Example: You have a 10,000-word tutoring session with a model that has an 8,000-word limit.
→ The model silently forgets the first 2,000 words.
→ If you refer back to something from the start, the model has no idea what you mean.
You're building an AI study buddy. A student uses it for 2 hours. How do you stop the model losing important context?
Ideas to draw out: summarise key facts at intervals, save student name/topic/goals separately, prompt the model to recap periodically
The AI is not lying. It has no concept of truth. It is always doing the same thing — predicting the most plausible next token. Sometimes that token is wrong.

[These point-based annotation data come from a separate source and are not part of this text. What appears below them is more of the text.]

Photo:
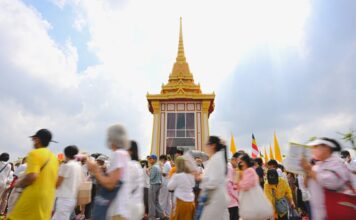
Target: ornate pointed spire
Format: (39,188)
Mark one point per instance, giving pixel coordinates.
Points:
(181,55)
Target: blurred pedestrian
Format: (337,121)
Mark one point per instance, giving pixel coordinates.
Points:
(279,193)
(182,183)
(165,198)
(231,186)
(136,182)
(350,164)
(115,181)
(69,179)
(328,176)
(5,174)
(260,172)
(213,183)
(39,183)
(154,208)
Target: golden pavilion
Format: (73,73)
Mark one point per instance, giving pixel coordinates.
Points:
(181,111)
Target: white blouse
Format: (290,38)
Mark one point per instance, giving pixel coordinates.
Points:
(182,184)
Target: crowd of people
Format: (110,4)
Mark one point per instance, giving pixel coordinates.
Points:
(177,187)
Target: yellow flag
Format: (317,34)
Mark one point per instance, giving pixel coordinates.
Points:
(271,157)
(277,151)
(266,156)
(232,145)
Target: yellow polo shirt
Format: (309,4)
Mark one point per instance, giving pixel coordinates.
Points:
(37,200)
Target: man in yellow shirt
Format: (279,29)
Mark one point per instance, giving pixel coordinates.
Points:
(37,199)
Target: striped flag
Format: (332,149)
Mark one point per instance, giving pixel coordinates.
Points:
(255,150)
(266,156)
(277,150)
(271,156)
(232,145)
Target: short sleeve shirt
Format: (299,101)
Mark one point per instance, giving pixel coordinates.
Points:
(72,178)
(120,160)
(37,200)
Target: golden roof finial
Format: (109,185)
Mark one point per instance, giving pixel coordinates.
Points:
(181,56)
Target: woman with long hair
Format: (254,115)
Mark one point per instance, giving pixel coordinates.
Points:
(214,199)
(327,180)
(136,182)
(182,183)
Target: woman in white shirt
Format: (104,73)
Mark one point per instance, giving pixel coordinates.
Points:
(69,179)
(182,182)
(117,172)
(213,183)
(136,183)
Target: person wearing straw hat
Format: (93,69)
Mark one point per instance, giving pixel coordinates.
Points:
(328,173)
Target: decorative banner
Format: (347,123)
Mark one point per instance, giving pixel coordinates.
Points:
(295,154)
(232,145)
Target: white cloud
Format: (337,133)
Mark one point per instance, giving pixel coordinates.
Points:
(136,44)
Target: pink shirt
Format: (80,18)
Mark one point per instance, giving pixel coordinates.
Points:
(231,188)
(249,179)
(326,178)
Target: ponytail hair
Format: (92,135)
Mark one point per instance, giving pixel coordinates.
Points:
(219,146)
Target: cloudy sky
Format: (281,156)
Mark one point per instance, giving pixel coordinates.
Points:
(77,67)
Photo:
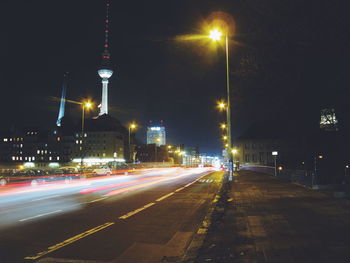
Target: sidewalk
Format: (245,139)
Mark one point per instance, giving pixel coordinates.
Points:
(263,219)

Lawyers submitted a brief with completely made-up court cases that ChatGPT generated
Students receive realistic-looking but entirely fabricated academic citations
Pattern matching without understanding
LLM sees "[Country]'s capital is [City]" enough times. Ask about a made-up country — it invents a plausible city.
Gaps in training data
If the event, place, or person isn't well represented in training data, the model guesses from similar things it does know.
Ambiguous prompts
"Tell me about the Paris incident" — which one? The model assumes and presents assumptions as facts.
I'll show you 3 statements. For each: Real fact or Hallucination? Discuss with a partner for 30 seconds, then we vote.

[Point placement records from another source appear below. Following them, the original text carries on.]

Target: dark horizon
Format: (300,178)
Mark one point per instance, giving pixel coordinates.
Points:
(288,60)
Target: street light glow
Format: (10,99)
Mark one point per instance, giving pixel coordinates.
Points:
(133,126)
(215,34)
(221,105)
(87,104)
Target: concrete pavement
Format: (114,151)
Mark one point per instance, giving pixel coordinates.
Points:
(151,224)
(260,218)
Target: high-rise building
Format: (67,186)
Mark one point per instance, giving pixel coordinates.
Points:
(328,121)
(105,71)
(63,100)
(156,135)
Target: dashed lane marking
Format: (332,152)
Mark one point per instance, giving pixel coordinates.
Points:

Statement 1: "The Eiffel Tower was built between 1887 and 1889." → ✓ Real
Statement 2: "The Great Wall of China is visible from space with the naked eye." → ✗ Myth — widely repeated, so LLMs repeat it too
Statement 3: "Einstein won the Nobel Prize for his theory of relativity." → ⚠️ Partially wrong — he won it for the photoelectric effect. Most dangerous type of hallucination.
📅 No real-time info
Training has a cutoff date. No live news, weather,
prices, or recent events without external tools.
🤖 No true understanding
Pattern recognition ≠ comprehension. No lived
experience, emotions, or common sense reasoning.
⚖️ Biased outputs
Reflects biases in training data — gender, culture, and
language. English hugely overrepresented vs other languages.
🧠 Context window limits
Forgets long conversations. Critical to design
around if building real products.
"Why might an LLM perform significantly better in English than in Arabic?"

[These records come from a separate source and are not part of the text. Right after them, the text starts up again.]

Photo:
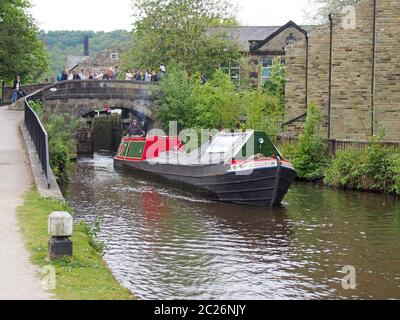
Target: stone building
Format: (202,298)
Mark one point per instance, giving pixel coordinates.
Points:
(349,67)
(259,47)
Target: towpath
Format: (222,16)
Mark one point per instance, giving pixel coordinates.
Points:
(18,277)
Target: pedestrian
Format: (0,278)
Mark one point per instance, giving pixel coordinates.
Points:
(138,76)
(82,75)
(147,76)
(203,79)
(75,76)
(162,68)
(116,73)
(128,75)
(16,88)
(154,76)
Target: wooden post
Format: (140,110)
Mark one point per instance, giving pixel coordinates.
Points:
(60,229)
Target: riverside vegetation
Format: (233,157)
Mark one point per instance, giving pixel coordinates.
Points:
(85,276)
(62,143)
(374,168)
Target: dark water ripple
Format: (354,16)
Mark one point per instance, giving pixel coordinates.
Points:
(166,244)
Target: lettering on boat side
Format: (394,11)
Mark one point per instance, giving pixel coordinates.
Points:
(202,310)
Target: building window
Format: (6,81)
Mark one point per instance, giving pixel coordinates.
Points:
(267,64)
(232,70)
(290,39)
(266,68)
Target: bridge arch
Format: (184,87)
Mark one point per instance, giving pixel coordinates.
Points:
(80,97)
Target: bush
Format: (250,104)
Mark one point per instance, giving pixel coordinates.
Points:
(310,157)
(375,168)
(175,100)
(395,170)
(62,144)
(216,103)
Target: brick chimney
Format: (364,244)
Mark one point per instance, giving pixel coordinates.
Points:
(86,46)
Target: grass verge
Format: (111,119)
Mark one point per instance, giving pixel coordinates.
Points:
(85,276)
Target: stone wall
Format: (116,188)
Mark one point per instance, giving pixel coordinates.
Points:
(295,84)
(318,68)
(387,98)
(352,111)
(352,75)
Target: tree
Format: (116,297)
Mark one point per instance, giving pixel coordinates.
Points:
(319,10)
(179,32)
(20,52)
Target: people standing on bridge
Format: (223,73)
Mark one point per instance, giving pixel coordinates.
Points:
(154,76)
(138,76)
(147,76)
(75,76)
(16,88)
(162,68)
(128,75)
(82,75)
(64,76)
(116,73)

Answer: The internet has vastly more English-language content than Arabic. The model learned from what existed — so its English patterns are far richer, more nuanced, and more accurate than its Arabic ones.
This means AI tools built on these models may serve Arabic speakers worse — a real equity issue in AI development.
How LLMs Work
Tokens: unit of text (~¾ word)
Training: data → patterns → fine-tune
Context window: short-term memory with a hard token limit
Why They Fail
Hallucinations: 3 causes — patterns, data gaps, bad prompts
No real-time info: knowledge cutoff
Bias + no true understanding
Answer all 3 in 5 minutes:
In one sentence: what is a context window and what happens when it's exceeded?
Name one cause of hallucinations and give a real-world example of why it's dangerous.
Why might an AI product work better for some groups of people than others?
You'll test a real AI tool, try to make it hallucinate, and explore what jobs exist in AI. Come ready to experiment.